For entities such as companies, they can be fined up to $200,000.
The move to tighten the Copyright Act also means that retailers can be sued by owners who have rights to the shows or movies.
Currently, and for years now, it has not been clear what the penalties are for retailers who sell the offending set-top boxes. This is partly because it is not even clear if such boxes infringe the current Copyright Act.
MinLaw said the changes are meant "to encourage consumption of copyright works from legitimate sources".
Still, they do not overtly address the issue of people using devices or services to watch pirated content.
But the Copyright Act has other provisions to address the issue of people watching copyright-infringing content.
For example, content owners can try to get a court order that requires Internet service providers to block access to websites that stream unauthorised content, said Mr Alban Kang, a partner at law firm Bird & Bird ATMD's intellectual property and technology group.

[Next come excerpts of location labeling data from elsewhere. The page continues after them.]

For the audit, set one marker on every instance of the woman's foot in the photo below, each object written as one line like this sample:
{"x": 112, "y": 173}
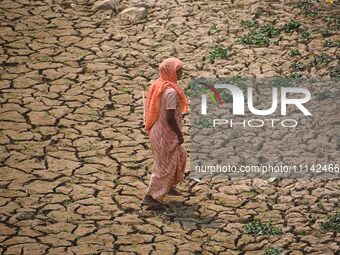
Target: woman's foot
{"x": 174, "y": 192}
{"x": 151, "y": 202}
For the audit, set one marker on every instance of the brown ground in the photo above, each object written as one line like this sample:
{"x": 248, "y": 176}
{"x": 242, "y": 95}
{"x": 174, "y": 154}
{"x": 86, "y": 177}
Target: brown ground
{"x": 75, "y": 160}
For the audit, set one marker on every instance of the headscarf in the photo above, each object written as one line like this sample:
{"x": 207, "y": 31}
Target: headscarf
{"x": 168, "y": 78}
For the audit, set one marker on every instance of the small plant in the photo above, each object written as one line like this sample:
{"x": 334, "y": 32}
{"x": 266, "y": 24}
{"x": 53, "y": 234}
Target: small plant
{"x": 220, "y": 202}
{"x": 321, "y": 59}
{"x": 272, "y": 251}
{"x": 332, "y": 224}
{"x": 292, "y": 26}
{"x": 335, "y": 74}
{"x": 45, "y": 59}
{"x": 295, "y": 76}
{"x": 260, "y": 36}
{"x": 249, "y": 23}
{"x": 298, "y": 66}
{"x": 256, "y": 227}
{"x": 218, "y": 52}
{"x": 67, "y": 202}
{"x": 213, "y": 30}
{"x": 305, "y": 36}
{"x": 281, "y": 81}
{"x": 331, "y": 44}
{"x": 323, "y": 96}
{"x": 306, "y": 7}
{"x": 325, "y": 32}
{"x": 294, "y": 52}
{"x": 201, "y": 123}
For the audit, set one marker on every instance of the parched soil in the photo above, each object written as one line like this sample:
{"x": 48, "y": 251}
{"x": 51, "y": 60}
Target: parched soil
{"x": 76, "y": 160}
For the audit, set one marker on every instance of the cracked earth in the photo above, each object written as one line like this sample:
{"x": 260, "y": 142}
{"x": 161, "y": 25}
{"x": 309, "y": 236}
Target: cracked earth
{"x": 75, "y": 160}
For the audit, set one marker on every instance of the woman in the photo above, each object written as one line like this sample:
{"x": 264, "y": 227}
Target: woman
{"x": 164, "y": 102}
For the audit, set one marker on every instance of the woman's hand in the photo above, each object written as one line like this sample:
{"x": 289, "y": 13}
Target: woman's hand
{"x": 180, "y": 139}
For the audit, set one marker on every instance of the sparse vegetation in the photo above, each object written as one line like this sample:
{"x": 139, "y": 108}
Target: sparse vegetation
{"x": 219, "y": 52}
{"x": 323, "y": 95}
{"x": 260, "y": 36}
{"x": 305, "y": 36}
{"x": 272, "y": 251}
{"x": 249, "y": 23}
{"x": 331, "y": 44}
{"x": 332, "y": 223}
{"x": 335, "y": 74}
{"x": 321, "y": 59}
{"x": 256, "y": 227}
{"x": 294, "y": 52}
{"x": 298, "y": 66}
{"x": 292, "y": 26}
{"x": 213, "y": 30}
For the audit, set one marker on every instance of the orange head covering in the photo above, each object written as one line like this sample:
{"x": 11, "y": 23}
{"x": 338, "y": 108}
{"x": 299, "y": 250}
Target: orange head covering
{"x": 168, "y": 78}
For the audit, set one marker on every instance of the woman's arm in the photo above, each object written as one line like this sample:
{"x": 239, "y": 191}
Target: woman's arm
{"x": 170, "y": 117}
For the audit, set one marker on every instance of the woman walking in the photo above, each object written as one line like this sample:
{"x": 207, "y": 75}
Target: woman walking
{"x": 164, "y": 102}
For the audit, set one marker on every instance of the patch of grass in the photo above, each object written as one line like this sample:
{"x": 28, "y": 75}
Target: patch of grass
{"x": 335, "y": 74}
{"x": 292, "y": 26}
{"x": 295, "y": 76}
{"x": 332, "y": 224}
{"x": 305, "y": 36}
{"x": 257, "y": 227}
{"x": 325, "y": 32}
{"x": 201, "y": 123}
{"x": 219, "y": 52}
{"x": 307, "y": 8}
{"x": 333, "y": 21}
{"x": 323, "y": 95}
{"x": 321, "y": 59}
{"x": 115, "y": 180}
{"x": 249, "y": 23}
{"x": 2, "y": 11}
{"x": 45, "y": 59}
{"x": 294, "y": 52}
{"x": 260, "y": 37}
{"x": 298, "y": 66}
{"x": 67, "y": 202}
{"x": 331, "y": 44}
{"x": 272, "y": 251}
{"x": 213, "y": 30}
{"x": 282, "y": 81}
{"x": 220, "y": 202}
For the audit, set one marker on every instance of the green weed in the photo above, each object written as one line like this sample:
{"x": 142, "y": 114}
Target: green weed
{"x": 332, "y": 224}
{"x": 272, "y": 251}
{"x": 294, "y": 52}
{"x": 213, "y": 30}
{"x": 256, "y": 227}
{"x": 298, "y": 66}
{"x": 218, "y": 52}
{"x": 292, "y": 26}
{"x": 249, "y": 23}
{"x": 260, "y": 37}
{"x": 321, "y": 59}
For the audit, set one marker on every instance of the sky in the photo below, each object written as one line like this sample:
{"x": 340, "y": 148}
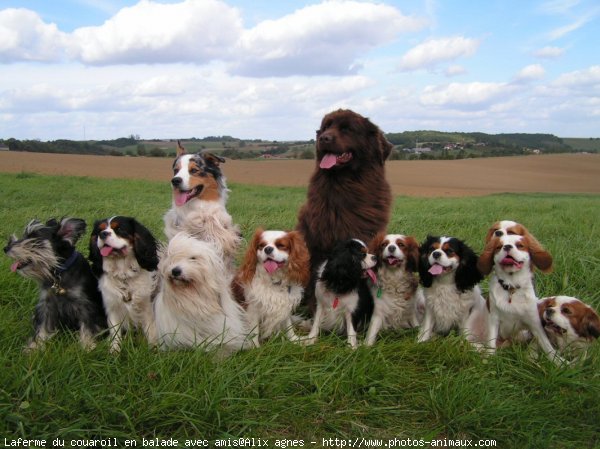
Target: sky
{"x": 258, "y": 69}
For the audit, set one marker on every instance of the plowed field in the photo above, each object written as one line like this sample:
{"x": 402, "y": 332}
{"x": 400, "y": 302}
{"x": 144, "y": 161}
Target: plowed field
{"x": 563, "y": 173}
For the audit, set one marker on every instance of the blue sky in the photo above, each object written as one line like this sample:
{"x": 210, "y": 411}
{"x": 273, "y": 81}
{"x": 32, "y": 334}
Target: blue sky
{"x": 101, "y": 69}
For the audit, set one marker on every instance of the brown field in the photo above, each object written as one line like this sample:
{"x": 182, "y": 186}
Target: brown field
{"x": 562, "y": 173}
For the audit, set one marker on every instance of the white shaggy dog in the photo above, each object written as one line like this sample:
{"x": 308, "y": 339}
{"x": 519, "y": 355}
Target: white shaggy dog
{"x": 195, "y": 307}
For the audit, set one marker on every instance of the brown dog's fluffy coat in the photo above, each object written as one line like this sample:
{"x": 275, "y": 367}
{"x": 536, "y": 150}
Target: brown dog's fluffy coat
{"x": 348, "y": 195}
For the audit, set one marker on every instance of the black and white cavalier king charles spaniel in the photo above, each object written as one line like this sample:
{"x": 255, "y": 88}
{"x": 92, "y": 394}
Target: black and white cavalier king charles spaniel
{"x": 273, "y": 275}
{"x": 199, "y": 203}
{"x": 343, "y": 293}
{"x": 124, "y": 256}
{"x": 195, "y": 306}
{"x": 69, "y": 296}
{"x": 453, "y": 300}
{"x": 513, "y": 301}
{"x": 396, "y": 295}
{"x": 571, "y": 325}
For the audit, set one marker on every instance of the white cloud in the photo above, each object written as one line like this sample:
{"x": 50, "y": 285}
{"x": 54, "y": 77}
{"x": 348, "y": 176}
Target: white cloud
{"x": 531, "y": 72}
{"x": 326, "y": 38}
{"x": 587, "y": 78}
{"x": 149, "y": 32}
{"x": 431, "y": 52}
{"x": 455, "y": 70}
{"x": 549, "y": 52}
{"x": 465, "y": 95}
{"x": 25, "y": 37}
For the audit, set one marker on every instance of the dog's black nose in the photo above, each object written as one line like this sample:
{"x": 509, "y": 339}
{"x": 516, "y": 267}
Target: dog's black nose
{"x": 325, "y": 138}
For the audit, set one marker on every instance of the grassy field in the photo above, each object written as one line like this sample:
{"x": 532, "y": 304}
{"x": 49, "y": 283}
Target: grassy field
{"x": 397, "y": 389}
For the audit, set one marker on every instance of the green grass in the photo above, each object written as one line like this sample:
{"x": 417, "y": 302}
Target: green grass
{"x": 397, "y": 389}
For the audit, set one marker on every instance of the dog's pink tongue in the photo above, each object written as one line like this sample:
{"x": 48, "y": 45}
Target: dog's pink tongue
{"x": 328, "y": 161}
{"x": 180, "y": 198}
{"x": 105, "y": 250}
{"x": 372, "y": 276}
{"x": 271, "y": 266}
{"x": 436, "y": 269}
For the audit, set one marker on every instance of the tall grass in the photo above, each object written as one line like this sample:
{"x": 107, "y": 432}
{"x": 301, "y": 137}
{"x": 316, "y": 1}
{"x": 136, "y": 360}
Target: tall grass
{"x": 397, "y": 389}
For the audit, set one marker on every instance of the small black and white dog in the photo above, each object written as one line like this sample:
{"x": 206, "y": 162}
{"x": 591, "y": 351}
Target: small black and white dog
{"x": 124, "y": 256}
{"x": 69, "y": 295}
{"x": 450, "y": 279}
{"x": 344, "y": 299}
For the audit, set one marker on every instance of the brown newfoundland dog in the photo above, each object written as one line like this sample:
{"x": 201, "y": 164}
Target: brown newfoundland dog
{"x": 348, "y": 196}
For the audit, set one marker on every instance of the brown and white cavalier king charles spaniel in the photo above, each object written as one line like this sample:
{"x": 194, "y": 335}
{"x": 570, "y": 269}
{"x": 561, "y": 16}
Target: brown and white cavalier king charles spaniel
{"x": 396, "y": 295}
{"x": 272, "y": 278}
{"x": 571, "y": 325}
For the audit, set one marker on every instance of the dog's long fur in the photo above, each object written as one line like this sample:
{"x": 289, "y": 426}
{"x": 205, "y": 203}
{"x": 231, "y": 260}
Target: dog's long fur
{"x": 273, "y": 275}
{"x": 195, "y": 307}
{"x": 350, "y": 199}
{"x": 199, "y": 203}
{"x": 69, "y": 296}
{"x": 396, "y": 294}
{"x": 453, "y": 298}
{"x": 344, "y": 300}
{"x": 124, "y": 256}
{"x": 513, "y": 300}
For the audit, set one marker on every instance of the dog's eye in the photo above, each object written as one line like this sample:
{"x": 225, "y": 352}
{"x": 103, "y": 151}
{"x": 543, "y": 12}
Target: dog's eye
{"x": 565, "y": 311}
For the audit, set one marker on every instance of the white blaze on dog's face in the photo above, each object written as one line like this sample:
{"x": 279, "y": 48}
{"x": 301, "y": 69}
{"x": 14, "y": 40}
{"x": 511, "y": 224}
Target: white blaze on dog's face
{"x": 511, "y": 253}
{"x": 569, "y": 318}
{"x": 273, "y": 250}
{"x": 443, "y": 257}
{"x": 393, "y": 249}
{"x": 108, "y": 242}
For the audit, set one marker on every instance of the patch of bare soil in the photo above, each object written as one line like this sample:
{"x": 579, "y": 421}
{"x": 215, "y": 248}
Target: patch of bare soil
{"x": 559, "y": 173}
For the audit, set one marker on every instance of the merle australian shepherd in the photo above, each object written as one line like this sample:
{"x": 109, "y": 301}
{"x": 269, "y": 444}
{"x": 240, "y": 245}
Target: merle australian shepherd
{"x": 348, "y": 195}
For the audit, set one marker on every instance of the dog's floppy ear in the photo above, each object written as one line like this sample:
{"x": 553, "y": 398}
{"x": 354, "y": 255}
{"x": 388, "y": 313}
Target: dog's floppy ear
{"x": 180, "y": 149}
{"x": 213, "y": 159}
{"x": 542, "y": 306}
{"x": 541, "y": 258}
{"x": 94, "y": 252}
{"x": 375, "y": 245}
{"x": 485, "y": 263}
{"x": 590, "y": 324}
{"x": 248, "y": 267}
{"x": 425, "y": 276}
{"x": 467, "y": 274}
{"x": 145, "y": 246}
{"x": 299, "y": 263}
{"x": 71, "y": 229}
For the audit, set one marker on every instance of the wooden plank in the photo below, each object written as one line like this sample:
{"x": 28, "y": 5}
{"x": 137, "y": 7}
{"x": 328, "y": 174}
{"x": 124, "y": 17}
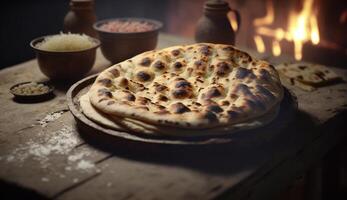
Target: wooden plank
{"x": 77, "y": 167}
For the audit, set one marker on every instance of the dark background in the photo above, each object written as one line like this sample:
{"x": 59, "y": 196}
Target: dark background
{"x": 26, "y": 20}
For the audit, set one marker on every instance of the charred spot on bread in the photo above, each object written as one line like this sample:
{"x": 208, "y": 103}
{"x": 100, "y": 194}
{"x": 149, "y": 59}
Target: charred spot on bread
{"x": 105, "y": 92}
{"x": 160, "y": 88}
{"x": 114, "y": 72}
{"x": 163, "y": 98}
{"x": 105, "y": 82}
{"x": 205, "y": 50}
{"x": 210, "y": 116}
{"x": 159, "y": 65}
{"x": 212, "y": 93}
{"x": 179, "y": 108}
{"x": 123, "y": 82}
{"x": 175, "y": 52}
{"x": 242, "y": 72}
{"x": 181, "y": 93}
{"x": 142, "y": 100}
{"x": 110, "y": 102}
{"x": 177, "y": 65}
{"x": 264, "y": 74}
{"x": 262, "y": 90}
{"x": 223, "y": 69}
{"x": 232, "y": 114}
{"x": 225, "y": 103}
{"x": 183, "y": 84}
{"x": 143, "y": 76}
{"x": 102, "y": 99}
{"x": 214, "y": 108}
{"x": 145, "y": 62}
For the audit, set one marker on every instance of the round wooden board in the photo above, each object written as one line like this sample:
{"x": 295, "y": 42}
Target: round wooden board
{"x": 286, "y": 114}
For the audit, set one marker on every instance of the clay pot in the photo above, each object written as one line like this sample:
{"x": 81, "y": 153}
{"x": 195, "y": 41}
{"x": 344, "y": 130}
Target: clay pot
{"x": 118, "y": 46}
{"x": 67, "y": 65}
{"x": 214, "y": 26}
{"x": 80, "y": 18}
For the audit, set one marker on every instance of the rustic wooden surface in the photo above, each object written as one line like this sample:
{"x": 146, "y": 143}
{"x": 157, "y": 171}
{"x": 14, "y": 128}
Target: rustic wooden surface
{"x": 48, "y": 155}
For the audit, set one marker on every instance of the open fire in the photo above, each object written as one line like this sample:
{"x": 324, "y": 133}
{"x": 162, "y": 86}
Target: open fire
{"x": 302, "y": 28}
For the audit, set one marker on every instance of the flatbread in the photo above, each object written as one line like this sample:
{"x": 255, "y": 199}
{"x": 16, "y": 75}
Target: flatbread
{"x": 133, "y": 125}
{"x": 308, "y": 74}
{"x": 195, "y": 86}
{"x": 113, "y": 122}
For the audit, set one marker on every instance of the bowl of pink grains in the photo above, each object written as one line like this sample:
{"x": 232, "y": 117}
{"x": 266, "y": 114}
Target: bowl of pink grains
{"x": 123, "y": 38}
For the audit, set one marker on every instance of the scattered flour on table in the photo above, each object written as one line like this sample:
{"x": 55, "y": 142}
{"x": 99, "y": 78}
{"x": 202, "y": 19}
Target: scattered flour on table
{"x": 85, "y": 165}
{"x": 61, "y": 142}
{"x": 44, "y": 179}
{"x": 50, "y": 118}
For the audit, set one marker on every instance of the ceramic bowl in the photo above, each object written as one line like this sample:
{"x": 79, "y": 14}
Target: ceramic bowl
{"x": 119, "y": 46}
{"x": 65, "y": 65}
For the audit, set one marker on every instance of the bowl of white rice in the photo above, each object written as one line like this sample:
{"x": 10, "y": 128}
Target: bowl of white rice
{"x": 65, "y": 56}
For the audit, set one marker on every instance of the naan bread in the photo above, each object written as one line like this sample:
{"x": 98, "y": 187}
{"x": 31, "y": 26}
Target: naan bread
{"x": 309, "y": 74}
{"x": 194, "y": 87}
{"x": 133, "y": 125}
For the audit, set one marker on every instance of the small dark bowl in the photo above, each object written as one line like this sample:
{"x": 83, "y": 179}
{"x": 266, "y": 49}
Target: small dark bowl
{"x": 65, "y": 65}
{"x": 118, "y": 46}
{"x": 34, "y": 97}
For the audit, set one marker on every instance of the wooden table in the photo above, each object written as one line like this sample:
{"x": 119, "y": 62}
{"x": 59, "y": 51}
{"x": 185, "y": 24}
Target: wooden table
{"x": 41, "y": 150}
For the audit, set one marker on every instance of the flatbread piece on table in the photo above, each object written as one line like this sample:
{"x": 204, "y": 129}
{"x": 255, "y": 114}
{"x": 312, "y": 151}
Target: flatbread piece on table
{"x": 306, "y": 76}
{"x": 133, "y": 125}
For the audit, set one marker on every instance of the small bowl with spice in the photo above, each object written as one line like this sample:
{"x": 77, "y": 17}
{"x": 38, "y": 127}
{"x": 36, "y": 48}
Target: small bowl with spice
{"x": 65, "y": 56}
{"x": 32, "y": 91}
{"x": 122, "y": 38}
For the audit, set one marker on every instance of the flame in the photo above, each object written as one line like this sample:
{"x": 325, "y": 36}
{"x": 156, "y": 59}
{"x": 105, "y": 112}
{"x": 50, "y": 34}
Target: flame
{"x": 276, "y": 48}
{"x": 268, "y": 18}
{"x": 259, "y": 43}
{"x": 233, "y": 21}
{"x": 314, "y": 30}
{"x": 302, "y": 27}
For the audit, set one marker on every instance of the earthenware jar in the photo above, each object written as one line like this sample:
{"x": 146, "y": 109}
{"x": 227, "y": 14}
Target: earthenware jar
{"x": 80, "y": 18}
{"x": 214, "y": 26}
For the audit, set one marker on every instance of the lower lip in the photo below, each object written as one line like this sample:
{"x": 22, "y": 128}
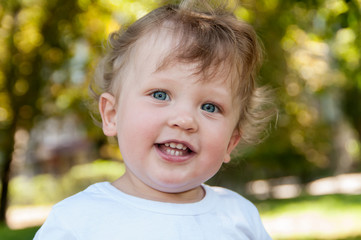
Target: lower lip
{"x": 173, "y": 158}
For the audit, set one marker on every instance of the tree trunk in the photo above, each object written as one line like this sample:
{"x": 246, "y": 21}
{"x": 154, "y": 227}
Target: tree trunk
{"x": 5, "y": 170}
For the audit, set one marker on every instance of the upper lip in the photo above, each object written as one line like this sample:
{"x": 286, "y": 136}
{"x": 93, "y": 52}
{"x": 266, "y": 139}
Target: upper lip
{"x": 188, "y": 145}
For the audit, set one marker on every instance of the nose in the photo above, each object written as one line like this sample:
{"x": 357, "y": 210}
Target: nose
{"x": 184, "y": 121}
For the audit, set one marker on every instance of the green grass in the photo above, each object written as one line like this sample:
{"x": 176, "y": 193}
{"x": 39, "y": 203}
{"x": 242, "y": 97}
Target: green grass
{"x": 313, "y": 217}
{"x": 22, "y": 234}
{"x": 332, "y": 205}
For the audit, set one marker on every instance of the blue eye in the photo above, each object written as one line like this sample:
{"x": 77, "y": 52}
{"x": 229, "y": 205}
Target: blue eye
{"x": 208, "y": 107}
{"x": 160, "y": 95}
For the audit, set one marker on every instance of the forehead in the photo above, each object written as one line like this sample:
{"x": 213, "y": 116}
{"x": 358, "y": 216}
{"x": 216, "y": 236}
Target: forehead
{"x": 161, "y": 50}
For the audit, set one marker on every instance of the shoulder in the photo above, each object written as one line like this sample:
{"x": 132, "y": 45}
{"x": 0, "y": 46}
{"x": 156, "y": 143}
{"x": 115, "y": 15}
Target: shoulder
{"x": 238, "y": 211}
{"x": 229, "y": 197}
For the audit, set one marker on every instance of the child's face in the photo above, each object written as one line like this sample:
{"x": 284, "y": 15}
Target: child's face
{"x": 174, "y": 130}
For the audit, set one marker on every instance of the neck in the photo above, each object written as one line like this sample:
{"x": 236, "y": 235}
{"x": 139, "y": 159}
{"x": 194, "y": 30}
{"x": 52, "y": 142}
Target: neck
{"x": 139, "y": 189}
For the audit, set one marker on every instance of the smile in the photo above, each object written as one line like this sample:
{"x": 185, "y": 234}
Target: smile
{"x": 174, "y": 149}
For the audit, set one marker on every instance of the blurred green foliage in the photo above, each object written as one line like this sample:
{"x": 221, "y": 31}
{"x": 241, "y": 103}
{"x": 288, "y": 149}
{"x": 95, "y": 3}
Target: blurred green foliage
{"x": 46, "y": 189}
{"x": 22, "y": 234}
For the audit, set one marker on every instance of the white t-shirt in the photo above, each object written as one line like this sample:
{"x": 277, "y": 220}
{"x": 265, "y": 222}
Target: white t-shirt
{"x": 103, "y": 212}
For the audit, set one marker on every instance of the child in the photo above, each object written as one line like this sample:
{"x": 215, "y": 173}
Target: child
{"x": 178, "y": 92}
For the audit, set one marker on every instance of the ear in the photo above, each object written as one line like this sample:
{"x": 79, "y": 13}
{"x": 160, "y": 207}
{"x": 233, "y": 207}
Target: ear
{"x": 107, "y": 109}
{"x": 233, "y": 142}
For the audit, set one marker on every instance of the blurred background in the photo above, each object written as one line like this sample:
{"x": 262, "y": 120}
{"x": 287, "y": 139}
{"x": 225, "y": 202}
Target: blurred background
{"x": 305, "y": 178}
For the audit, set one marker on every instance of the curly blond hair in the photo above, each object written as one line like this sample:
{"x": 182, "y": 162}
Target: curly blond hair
{"x": 210, "y": 36}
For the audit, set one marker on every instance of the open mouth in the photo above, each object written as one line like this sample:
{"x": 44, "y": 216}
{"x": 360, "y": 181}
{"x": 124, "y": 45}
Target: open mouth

He said that watching streamed video from unauthorised sources might not be illegal for consumers in Singapore under certain circumstances.
This is due to how streaming can work, in which only a fraction of a video is downloaded and shown to users at any one time, before it is removed from the device. This means that the user does not download the entire video or keep it on his device.
For instance, if the stream downloads only a few seconds' to a few minutes' worth of content from a two-hour-long movie at any one time, it might not be considered a substantial copying of the movie and thus not infringing on copyright.
But if the stream downloads much more of the movie, such as to provide a smoother streaming experience without stuttering, it could be substantial enough to be a copyright infringement if it is from an illegal source.
Even if the streaming is found to be illegal, there are practical and cost considerations for the video rights owners to take action against consumers, said Mr Kang.
This could factor into whether consumers will consider if they should make the switch from illegal streaming to legitimate options such as StarHub's, he added.
Also, there is the issue of whether consumers believe StarHub's offer is worth it.
"It's a good move by StarHub to try to encourage legal streaming," said Mr Kang.
"But how successful it will be is dependent on whether the telco offers content that is value for money and what consumers are looking for."
He added that StarHub's two-year lock-in contract period might not be acceptable to some consumers used to subscriptions like those for Netflix, which are on a shorter monthly basis.
Consumers like Mr R. Tan, 30, do not believe the new StarHub plan is worth it, even with the $120 carrot.
While he does not use illegal set-top boxes, he does not see the value of the telco's offering when there are cheaper legal options like standalone Disney+ and Netflix subscriptions that start from about $12 a month each.
He is also not convinced the content available through StarHub is attractive enough.
"Set-top boxes are more for older people who do not know how to access streaming services, so StarHub's offer is quite obsolete," said Mr Tan, who is currently unemployed and looking for a job.
For more details on where the illegal set-top boxes can be exchanged for the StarHub one, and information on the offer, visit Starhub's website on Saturday.
The rental-free plan offer ends on Aug 31 and StarHub has advised customers to book an appointment with the telco through the My StarHub app for the box exchange.